China's Bai Ying carries the ball against Korea in the women's rugby preliminary round Pool A match on Sunday. China won 51-0. Sam YEH / Agence France-Presse
GUANGZHOU - China demolished Korea 51-0 on Sunday in the first-ever women's rugby match at the Asian Games to confirm its status as the gold medal favorite.
China, the dominant force in women's rugby sevens, turned the match into an artful try-scoring exercise that left the Koreans aghast at the host's speed as it squeezed out nine tries in 15 minutes.
"We didn't know what to do with them. They were so fast and unstoppable," said Korea captain Lee Min-hui, whose team only made its international debut in July. "We felt completely helpless."
China captain Liu Yan said the victory was "easy and comfortable", and predicted it would spur more young Chinese to consider picking up the rough-and-tumble sport.
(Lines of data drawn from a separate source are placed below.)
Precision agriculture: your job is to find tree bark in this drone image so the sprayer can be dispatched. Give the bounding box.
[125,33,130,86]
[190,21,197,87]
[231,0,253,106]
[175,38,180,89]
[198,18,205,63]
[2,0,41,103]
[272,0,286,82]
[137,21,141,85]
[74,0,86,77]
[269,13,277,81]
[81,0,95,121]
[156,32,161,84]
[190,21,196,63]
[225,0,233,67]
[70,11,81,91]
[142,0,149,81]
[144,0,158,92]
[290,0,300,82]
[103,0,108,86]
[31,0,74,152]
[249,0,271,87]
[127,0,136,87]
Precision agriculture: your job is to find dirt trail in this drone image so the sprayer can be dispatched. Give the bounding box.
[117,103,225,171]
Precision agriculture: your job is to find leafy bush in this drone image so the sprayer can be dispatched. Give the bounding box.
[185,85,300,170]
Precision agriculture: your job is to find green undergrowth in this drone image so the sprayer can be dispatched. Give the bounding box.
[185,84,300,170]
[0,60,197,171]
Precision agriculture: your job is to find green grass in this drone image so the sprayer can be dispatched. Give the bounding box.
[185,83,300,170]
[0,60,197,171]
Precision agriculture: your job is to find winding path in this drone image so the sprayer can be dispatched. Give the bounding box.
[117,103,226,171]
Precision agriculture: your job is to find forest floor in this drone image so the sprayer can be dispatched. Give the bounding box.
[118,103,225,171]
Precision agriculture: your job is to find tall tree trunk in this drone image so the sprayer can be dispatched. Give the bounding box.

"It is a great opportunity for the sport to be recognized in China so more people can start to play," said the 24-year-old, who described her introduction to rugby as a case of love at first sight.
"People have so many misconceptions about girls playing rugby in China. They think the sport is violent and not suitable for women," she said.
"But the truth is that we try to avoid body contact as much as possible by picking our tactics carefully and keeping a high pace. It's as much about brains as it is about brawn."
There are less than 30 women playing rugby at a professional level on the mainland, compared to 10 times that number in Hong Kong.
Nine of China's 12 national team members hail from China Agriculture University, which established the country's first women's team in 2004.
With rugby sevens set to join the Olympic roster at the Rio de Janeiro Games in 2016, Liu's team has managed to secure funding and training equipment to assist its progress. Teams have also been set up at the provincial level in China to scout more talent for the national side.
"The biggest problem is that we don't have any income playing rugby. We need to hold down full-time jobs to support our dream," Liu said.
"There are many talented students who can't juggle both and have no choice but to quit when they find a job, even though they are passionate about the sport and would love to keep playing."
Zhang Xiaoning, chairman of the China Rugby Football Association, said rugby's popularity at the Asian Games has grown consistently since the men's sevens and union debuted in Bangkok in 1998.
"The highly-competitive, non-stop action has proven a hit with fans and broadcasters across Asia," he said. "We are particularly excited about welcoming women's rugby sevens to Guangzhou. I'm sure it will also be a hit."
Judging by the size of the crowds at University Town Main Stadium, Zhang's prediction was spot-on.
More than 30,000 people turned up on day one of the competition - the highest attendance rate at a venue so far at the Guangzhou Games - to see China make mincemeat of a shell-shocked Korean side, one of four women's games scheduled on Sunday.
"I've never seen this many people cheering for us before. All of the players are thrilled," said Liu. "The fans have filled us with confidence that we can win the gold."
China's biggest rival is Kazakhstan, which took India to the cleaners 50-0, and Thailand, which edged Hong Kong 17-14. Japan beat Singapore 19-12 in the final women's game of the day.
The men's preliminaries also included three fantastically lopsided results, with Japan crushing Mongolia 55-0, Thailand shutting out Mongolia 52-0 and India only managing five points to Korea's 43 on a day that also saw China and Hong Kong win.